Ultimi in mensa arrivano gli ingegneri: Guido Gramaglia dirige la squadra che sta mettendo i sottoservizi, quelli che hanno posato 100 chilometri di tubi in polietilene da cui passano luce, elettricità, telefonia, comunicazione dati. «Tutto bene, ingegnere?». «Lavoriamo sodo», dice lui che di corse ne ha appena finita una, con lo stadio nuovo della Juve. Arriva da Torino l’architetto Gianmaria Ferrero che è stato uno dei primissimi a trasferirsi a vivere al Campo Base: un suo collega viene tutti i giorni avanti e indietro in treno. Ma, tra le spese e la stanchezza, Ferrero ha scelto di prendersi una stanzetta qui. «Mi fermo un paio di notti, al massimo tre alla settimana», spiega, visto che lavora per Agenzia Torino 2006 e il suo è un contratto di consulenza.
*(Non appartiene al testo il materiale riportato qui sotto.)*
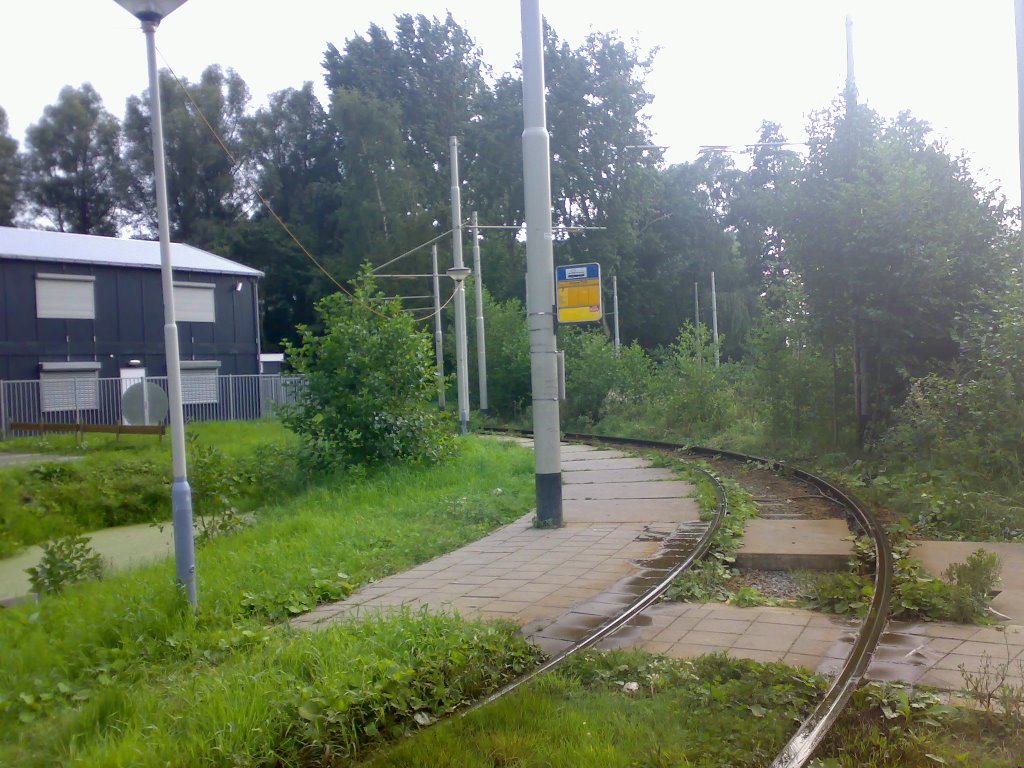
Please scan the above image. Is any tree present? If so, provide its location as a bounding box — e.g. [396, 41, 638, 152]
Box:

E alla sera, cosa si fa? Un giro a Milano o si resta al campo a guardare la tivù e chiacchierare con i colleghi? Ferrero sorride: «Lei non ha mai lavorato in un cantiere, vero? Dopo aver scarpinato tutto il giorno, essere stato al troppo freddo o al troppo caldo, dopo aver sopportato rumori di betoniere e ruspe, alla sera hai solo voglia di andare a dormire. Il libro che ho sul comodino è un soprammobile...». Vita di cantiere. Vita di Campo Base.